Mission Type: Orbiter
NASA Center: Goddard Institute for Space Studies, Jet Propulsion Laboratory
Spacecraft Mass: Dry Mass 132.6 kg
Project Manager: Dave Lehman, NASA's Jet Propulsion Laboratory (JPL)
Principal Scientists: Dave Smith, Deputy Principal Investigator (Goddard Space Flight Center (GSFC)
Principal Investigator: Dr. Maria Zuber, Principal Investigator, Massachusetts Institute of Technology (MIT)
Total Cost: $375 million
References:
NASA's GRAIL Homepage: http://grail.nasa.gov
MIT's GRAIL Homepage, http://moon.mit.edu/spacecraft.html
The Gravity Recovery And Interior Laboratory, or GRAIL, is flying twin spacecraft in tandem around the Moon to precisely measure and map variations in the Moon's gravitational field. This detailed information will reveal differences in density of the Moon's crust and mantle and will help answer fundamental questions about the Moon's internal structure, thermal evolution, and history of collisions with asteroids.

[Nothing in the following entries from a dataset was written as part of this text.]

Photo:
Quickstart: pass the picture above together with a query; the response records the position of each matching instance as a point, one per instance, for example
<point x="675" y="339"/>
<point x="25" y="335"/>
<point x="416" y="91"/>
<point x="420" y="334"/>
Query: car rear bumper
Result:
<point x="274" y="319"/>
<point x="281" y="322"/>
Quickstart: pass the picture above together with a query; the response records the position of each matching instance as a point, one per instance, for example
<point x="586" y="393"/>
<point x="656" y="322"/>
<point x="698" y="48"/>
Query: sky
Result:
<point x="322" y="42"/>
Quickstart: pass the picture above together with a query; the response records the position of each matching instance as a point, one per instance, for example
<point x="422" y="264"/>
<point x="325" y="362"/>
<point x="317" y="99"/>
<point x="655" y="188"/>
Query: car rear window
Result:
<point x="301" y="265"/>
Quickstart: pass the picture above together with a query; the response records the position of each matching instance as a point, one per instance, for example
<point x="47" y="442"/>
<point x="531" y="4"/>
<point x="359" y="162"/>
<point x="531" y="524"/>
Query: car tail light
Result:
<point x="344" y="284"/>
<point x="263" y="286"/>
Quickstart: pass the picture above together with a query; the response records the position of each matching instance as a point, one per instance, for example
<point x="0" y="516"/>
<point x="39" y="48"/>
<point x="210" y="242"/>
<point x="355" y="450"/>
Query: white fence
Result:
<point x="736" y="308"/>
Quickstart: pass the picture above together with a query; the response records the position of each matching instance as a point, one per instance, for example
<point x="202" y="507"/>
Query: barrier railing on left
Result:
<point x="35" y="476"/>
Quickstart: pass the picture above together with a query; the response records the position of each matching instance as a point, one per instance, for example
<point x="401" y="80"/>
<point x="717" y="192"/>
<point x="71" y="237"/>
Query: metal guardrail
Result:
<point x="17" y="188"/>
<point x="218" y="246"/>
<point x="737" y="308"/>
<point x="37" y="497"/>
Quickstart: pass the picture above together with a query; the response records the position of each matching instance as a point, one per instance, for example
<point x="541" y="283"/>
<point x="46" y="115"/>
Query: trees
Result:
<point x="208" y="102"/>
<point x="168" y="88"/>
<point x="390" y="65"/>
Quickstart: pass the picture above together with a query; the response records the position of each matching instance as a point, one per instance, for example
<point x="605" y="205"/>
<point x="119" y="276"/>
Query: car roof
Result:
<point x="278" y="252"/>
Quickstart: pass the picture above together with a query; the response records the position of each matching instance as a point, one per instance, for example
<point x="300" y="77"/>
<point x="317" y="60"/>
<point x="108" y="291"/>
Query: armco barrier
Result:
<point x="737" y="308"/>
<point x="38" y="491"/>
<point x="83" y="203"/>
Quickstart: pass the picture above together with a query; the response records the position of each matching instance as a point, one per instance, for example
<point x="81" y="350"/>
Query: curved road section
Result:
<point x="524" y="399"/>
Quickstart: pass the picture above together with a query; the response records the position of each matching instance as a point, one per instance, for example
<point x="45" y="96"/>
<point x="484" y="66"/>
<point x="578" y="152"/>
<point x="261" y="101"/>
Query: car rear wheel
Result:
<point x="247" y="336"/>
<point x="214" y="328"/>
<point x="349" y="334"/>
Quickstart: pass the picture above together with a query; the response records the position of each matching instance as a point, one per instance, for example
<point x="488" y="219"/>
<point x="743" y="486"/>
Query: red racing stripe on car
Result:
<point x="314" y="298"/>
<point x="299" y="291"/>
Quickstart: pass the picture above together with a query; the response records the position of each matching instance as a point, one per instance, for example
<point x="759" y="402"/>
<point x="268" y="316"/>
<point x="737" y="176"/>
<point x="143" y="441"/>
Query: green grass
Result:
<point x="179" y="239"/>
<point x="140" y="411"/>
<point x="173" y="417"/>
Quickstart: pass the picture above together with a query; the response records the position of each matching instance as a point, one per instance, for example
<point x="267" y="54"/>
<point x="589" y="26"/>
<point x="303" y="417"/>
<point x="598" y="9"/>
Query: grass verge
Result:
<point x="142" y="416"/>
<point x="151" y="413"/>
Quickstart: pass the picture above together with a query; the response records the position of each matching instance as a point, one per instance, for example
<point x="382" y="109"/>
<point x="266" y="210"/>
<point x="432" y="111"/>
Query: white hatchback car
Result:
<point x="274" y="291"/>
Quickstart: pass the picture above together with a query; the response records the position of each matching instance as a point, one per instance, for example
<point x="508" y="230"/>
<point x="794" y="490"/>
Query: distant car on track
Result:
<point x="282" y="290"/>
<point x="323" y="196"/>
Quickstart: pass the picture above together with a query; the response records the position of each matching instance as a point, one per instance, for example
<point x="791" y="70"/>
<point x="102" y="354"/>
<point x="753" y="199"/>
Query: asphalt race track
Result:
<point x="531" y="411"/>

The new knowledge about lunar gravity will significantly assist the planning of any future manned or unmanned missions to land on the Moon. The data can be used to help target desirable landing sites and to program the descent to the surface to avoid a crash landing.

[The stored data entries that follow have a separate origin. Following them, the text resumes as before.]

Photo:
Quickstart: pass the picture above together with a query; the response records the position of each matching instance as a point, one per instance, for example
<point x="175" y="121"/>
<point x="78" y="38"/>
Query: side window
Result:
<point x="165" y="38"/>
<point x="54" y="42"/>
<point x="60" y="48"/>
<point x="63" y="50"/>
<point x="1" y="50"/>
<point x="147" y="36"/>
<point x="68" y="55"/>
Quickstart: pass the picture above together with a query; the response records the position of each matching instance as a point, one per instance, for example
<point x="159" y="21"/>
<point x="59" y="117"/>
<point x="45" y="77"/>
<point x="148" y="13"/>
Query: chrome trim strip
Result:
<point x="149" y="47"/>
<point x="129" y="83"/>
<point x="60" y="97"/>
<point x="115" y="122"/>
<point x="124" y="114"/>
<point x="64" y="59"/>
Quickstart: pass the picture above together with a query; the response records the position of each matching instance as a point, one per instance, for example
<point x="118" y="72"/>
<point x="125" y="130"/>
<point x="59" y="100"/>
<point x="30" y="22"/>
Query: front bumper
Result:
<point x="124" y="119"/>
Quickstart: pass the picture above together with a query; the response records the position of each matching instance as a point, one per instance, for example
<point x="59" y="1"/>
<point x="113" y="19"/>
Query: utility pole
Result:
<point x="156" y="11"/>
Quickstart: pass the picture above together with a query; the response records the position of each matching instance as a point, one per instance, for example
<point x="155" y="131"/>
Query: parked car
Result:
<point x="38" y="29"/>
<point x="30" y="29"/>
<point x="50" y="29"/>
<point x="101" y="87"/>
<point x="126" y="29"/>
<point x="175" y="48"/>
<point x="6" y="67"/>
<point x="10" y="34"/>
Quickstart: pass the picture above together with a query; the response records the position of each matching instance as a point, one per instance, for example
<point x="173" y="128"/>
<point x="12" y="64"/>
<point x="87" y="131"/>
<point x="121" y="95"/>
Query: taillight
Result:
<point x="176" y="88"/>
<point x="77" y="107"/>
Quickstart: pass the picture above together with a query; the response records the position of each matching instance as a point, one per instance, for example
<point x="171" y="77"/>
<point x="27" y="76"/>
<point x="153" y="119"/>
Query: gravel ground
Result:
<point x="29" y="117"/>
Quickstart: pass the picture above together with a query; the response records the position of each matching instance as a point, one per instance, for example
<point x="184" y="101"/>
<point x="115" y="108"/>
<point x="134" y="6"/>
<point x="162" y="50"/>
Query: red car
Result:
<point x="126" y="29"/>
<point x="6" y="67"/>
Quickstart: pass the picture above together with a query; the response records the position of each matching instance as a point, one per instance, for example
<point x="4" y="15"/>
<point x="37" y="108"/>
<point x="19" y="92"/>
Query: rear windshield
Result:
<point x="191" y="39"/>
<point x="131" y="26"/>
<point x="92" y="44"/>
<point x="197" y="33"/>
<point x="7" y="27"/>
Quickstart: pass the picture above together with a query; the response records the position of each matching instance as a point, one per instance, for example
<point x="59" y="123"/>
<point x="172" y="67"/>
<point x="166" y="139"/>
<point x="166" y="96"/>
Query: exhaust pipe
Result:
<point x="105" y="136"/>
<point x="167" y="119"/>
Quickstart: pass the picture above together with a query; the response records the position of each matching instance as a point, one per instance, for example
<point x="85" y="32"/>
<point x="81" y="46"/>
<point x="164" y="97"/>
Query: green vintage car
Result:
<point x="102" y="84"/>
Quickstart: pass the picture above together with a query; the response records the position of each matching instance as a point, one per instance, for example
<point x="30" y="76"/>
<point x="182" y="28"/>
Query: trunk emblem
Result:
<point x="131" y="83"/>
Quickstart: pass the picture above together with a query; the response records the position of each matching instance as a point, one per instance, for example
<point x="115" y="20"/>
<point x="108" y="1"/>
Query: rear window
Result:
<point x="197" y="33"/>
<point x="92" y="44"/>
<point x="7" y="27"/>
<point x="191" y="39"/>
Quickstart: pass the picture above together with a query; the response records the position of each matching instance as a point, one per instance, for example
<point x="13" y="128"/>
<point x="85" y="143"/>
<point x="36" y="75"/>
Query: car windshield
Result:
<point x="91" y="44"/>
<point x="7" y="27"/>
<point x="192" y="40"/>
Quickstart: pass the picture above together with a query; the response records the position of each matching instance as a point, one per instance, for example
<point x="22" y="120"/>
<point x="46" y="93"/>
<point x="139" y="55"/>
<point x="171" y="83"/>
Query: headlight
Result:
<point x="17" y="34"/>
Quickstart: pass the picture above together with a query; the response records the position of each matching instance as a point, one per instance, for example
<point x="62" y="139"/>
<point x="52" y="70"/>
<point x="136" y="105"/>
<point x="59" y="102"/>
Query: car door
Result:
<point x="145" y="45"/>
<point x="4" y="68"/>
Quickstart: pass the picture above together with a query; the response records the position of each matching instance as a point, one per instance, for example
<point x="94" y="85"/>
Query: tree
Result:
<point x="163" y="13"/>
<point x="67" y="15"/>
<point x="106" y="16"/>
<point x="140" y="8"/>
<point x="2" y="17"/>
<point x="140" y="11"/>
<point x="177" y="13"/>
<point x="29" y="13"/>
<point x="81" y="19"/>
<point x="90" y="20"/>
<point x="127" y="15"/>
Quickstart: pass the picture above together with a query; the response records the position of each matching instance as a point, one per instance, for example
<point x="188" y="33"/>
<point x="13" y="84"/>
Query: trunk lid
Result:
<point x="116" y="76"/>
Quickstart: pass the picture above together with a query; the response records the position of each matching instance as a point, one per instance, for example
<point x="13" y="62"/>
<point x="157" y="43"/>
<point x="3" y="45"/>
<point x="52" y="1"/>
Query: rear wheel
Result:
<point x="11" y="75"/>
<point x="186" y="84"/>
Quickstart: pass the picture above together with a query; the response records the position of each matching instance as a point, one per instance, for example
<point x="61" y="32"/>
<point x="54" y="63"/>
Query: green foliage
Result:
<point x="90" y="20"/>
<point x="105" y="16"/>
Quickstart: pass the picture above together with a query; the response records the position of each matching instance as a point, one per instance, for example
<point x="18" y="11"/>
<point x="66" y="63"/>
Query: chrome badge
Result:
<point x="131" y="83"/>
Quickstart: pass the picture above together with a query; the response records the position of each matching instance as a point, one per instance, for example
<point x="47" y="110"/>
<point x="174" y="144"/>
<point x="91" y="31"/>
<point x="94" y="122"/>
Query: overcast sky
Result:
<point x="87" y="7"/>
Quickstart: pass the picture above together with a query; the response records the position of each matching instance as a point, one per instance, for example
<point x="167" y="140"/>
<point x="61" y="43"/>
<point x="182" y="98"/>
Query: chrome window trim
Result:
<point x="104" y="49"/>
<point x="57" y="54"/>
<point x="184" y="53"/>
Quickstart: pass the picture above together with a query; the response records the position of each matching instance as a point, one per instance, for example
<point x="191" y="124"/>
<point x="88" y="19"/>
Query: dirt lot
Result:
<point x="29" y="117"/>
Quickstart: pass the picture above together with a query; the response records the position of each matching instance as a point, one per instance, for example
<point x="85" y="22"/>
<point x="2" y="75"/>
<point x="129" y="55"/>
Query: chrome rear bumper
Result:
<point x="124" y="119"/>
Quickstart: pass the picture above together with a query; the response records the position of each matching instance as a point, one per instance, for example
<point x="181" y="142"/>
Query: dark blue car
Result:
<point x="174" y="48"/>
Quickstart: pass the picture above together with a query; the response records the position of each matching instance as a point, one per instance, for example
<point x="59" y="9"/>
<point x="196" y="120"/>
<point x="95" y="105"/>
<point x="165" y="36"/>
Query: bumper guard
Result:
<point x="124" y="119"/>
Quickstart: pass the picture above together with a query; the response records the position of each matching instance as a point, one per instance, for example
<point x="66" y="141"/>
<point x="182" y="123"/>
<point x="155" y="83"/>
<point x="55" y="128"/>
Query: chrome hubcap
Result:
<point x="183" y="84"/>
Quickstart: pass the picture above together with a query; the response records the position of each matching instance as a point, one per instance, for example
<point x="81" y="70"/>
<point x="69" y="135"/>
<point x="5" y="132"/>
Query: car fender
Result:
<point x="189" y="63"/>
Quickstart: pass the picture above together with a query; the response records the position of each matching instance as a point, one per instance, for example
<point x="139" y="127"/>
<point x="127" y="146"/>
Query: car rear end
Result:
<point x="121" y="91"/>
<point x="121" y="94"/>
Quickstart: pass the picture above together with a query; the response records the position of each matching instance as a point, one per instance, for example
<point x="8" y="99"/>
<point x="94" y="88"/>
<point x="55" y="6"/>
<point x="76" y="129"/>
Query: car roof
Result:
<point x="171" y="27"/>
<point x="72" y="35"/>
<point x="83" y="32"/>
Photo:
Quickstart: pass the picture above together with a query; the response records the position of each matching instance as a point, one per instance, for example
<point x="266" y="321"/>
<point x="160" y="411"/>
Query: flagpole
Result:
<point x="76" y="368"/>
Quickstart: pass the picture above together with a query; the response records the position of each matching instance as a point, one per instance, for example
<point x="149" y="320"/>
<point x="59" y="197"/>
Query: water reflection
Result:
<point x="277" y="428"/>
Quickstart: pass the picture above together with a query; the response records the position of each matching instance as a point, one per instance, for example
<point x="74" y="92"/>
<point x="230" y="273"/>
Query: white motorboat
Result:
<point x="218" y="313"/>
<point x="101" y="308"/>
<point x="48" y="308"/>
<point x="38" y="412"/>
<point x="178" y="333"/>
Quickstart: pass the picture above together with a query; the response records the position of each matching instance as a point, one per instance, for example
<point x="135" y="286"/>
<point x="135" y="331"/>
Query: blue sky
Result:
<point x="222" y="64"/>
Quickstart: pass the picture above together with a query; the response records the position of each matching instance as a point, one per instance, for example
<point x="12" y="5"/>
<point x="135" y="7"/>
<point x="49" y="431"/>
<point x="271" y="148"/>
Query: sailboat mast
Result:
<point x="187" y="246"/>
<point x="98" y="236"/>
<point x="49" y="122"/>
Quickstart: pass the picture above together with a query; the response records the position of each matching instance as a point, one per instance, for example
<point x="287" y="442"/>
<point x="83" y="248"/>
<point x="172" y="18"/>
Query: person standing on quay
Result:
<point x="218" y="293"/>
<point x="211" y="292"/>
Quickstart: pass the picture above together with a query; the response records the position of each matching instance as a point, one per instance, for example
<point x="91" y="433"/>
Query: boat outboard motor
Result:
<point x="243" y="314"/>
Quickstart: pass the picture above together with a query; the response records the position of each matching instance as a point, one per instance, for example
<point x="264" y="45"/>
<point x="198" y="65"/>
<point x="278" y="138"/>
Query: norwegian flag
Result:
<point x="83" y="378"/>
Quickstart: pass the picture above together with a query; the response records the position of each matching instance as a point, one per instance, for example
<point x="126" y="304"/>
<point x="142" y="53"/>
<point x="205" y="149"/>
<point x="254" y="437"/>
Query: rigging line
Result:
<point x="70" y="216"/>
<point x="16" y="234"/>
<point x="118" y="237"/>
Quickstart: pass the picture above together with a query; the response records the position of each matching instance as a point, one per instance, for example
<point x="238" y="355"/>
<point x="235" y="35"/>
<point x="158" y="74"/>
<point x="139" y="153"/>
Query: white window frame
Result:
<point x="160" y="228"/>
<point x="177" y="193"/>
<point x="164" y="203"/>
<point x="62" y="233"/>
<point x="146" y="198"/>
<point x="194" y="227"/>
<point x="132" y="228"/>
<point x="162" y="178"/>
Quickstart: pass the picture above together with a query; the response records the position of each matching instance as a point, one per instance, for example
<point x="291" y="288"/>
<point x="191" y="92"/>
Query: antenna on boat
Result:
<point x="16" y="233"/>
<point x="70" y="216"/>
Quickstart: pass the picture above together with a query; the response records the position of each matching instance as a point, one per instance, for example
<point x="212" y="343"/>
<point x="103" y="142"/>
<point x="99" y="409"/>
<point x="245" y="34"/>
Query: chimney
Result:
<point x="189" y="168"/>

Knowledge acquired about the Moon from GRAIL will be extended to understand the broader evolutionary histories of the rocky planets in the inner solar system: Earth, Venus, Mars, and Mercury. The Moon is key to understanding how the terrestrial planets evolved because it is the most accessible planetary body that preserves a surface record spanning most of solar system history.
Mission Objectives
GRAIL has two primary science objectives:
- Determine the structure of the lunar interior, from crust to core.
- Advance understanding of the thermal evolution of the Moon.
Additional mission objectives include:
- Extend knowledge gained on the internal structure and thermal evolution of the Moon to other terrestrial planets.
- Reduce risk to future lunar robotic or human science and exploration missions by providing a high resolution, global gravity field that will eliminate gravity uncertainties for precision lunar navigation and landings.
Background
GRAIL is the lunar counterpart of the very successful Gravity Recovery and Climate Experiment (GRACE), twin satellites that launched in 2002 to make detailed measurements of Earth's gravity field. Major breakthroughs from GRACE include establishing the rapid melting of ice mass in recent years in Greenland and Antarctica and major changes in water storage in China's Yangtze River and other water sources-sometimes as a result of human use.
The knowledge from GRACE should lead to a better understanding of the forces that drive El Niño and La Niña, more accurate seasonal forecasts of Earth's weather patterns, an ability to track the changing distribution of water resources in critically important land aquifers, and improved forecasting of natural hazards.